2

Background: The data I'm using is being extracted from a netCDF4 object, which creates a numpy masked array at initialization, but does not appear to support the numpy reshape() method, making it only possible to reshape after all the data has been copied = way too slow.

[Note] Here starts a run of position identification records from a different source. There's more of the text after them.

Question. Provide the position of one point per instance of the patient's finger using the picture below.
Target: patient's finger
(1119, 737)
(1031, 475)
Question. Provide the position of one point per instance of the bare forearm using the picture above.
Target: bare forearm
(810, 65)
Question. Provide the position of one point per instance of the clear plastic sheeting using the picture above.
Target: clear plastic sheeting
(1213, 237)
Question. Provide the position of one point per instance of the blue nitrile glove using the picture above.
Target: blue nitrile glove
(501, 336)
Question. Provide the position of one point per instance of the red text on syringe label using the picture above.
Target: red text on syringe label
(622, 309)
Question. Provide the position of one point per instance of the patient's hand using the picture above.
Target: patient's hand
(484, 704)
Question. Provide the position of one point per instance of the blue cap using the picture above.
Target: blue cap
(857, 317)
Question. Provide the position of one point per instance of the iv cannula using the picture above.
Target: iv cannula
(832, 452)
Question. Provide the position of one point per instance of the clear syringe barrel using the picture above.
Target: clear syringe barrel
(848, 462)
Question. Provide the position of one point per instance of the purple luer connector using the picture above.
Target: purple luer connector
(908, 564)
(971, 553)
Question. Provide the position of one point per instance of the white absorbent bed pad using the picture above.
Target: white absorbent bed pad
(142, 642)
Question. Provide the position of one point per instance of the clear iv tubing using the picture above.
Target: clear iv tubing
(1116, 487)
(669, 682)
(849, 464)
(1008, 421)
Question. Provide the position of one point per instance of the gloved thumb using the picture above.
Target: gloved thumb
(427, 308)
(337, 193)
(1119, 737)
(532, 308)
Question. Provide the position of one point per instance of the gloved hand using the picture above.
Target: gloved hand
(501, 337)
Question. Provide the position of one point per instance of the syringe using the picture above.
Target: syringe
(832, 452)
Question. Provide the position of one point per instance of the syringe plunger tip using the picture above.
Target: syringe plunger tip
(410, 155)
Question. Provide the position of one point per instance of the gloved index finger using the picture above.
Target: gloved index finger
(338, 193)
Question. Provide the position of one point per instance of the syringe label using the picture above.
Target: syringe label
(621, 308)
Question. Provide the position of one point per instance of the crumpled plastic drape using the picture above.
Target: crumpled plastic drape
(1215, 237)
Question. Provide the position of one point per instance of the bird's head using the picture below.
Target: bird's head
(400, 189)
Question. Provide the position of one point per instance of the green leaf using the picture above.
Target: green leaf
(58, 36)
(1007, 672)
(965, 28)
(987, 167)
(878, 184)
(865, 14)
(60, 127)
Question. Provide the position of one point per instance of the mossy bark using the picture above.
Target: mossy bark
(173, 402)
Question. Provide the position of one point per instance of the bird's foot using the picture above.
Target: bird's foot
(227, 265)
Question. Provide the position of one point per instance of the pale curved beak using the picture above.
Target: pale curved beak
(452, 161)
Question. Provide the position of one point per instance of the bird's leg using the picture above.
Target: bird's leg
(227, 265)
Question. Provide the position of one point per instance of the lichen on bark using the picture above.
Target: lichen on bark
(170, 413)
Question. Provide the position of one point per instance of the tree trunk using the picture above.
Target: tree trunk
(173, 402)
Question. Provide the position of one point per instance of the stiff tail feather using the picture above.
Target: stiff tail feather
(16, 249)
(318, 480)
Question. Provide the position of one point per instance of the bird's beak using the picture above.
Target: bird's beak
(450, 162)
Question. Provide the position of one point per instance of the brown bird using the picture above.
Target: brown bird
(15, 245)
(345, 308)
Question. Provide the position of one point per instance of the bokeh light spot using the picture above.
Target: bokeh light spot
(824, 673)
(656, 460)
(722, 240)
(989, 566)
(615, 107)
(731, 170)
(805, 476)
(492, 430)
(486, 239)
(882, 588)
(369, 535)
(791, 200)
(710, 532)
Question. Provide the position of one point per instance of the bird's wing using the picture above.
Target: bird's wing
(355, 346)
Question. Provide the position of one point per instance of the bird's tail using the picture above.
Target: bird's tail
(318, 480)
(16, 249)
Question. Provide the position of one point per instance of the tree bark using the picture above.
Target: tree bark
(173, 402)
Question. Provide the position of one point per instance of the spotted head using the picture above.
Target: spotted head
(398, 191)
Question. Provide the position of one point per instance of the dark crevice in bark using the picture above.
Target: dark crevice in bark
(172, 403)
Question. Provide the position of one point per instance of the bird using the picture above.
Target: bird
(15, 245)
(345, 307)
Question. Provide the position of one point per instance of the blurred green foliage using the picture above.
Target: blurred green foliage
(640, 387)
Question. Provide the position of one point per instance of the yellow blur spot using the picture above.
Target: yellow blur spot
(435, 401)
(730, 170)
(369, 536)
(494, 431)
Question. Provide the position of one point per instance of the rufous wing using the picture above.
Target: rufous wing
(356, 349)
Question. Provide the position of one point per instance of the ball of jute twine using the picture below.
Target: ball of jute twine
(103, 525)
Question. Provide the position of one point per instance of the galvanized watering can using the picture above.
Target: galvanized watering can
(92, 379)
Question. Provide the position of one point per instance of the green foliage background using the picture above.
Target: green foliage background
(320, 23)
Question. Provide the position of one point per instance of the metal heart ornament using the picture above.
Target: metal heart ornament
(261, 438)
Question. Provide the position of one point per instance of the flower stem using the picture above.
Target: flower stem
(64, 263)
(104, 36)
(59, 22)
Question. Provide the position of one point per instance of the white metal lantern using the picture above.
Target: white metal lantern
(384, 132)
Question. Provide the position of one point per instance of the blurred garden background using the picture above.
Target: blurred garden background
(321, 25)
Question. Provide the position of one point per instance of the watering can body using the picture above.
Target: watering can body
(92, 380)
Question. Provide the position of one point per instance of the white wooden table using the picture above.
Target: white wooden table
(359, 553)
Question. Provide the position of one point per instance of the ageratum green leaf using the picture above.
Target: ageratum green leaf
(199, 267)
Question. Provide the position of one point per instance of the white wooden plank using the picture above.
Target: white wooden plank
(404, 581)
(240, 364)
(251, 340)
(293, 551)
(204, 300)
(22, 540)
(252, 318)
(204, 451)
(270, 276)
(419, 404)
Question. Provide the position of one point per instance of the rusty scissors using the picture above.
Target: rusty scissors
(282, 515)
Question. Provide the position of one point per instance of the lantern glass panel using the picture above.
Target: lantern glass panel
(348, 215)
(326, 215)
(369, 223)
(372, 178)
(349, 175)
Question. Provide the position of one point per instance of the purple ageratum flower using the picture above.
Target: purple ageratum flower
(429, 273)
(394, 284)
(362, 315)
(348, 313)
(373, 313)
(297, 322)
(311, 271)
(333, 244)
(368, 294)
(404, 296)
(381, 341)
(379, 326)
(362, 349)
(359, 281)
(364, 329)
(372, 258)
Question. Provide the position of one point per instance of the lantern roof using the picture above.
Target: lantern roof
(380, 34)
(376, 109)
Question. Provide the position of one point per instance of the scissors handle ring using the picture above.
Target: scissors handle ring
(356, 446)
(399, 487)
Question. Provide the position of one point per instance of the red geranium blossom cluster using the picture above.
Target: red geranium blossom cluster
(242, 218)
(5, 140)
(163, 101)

Question: How can I sub-sample a 1-D array, that is basically a flattened 2-D array, without reshaping it?

import numpy

a1 = np.array([[1,2,3,4],
               [11,22,33,44],
               [111,222,333,444],
               [1111,2222,3333,4444],
               [11111,22222,33333,44444]])

a2 = np.ravel(a1)

rows, cols = a1.shape

row1 = 1
row2 = 3

col1 = 1
col2 = 3

I would like to use a fast slicing method that doesn't require reshaping the 1-D array to a 2-D array.

Desired Output:

np.ravel(a1[row1:row2, col1:col2])

>> array([ 22,  33, 222, 333])

I got as far as getting the start and ending positions, but this just selects ALL data between these points (i.e. extra columns).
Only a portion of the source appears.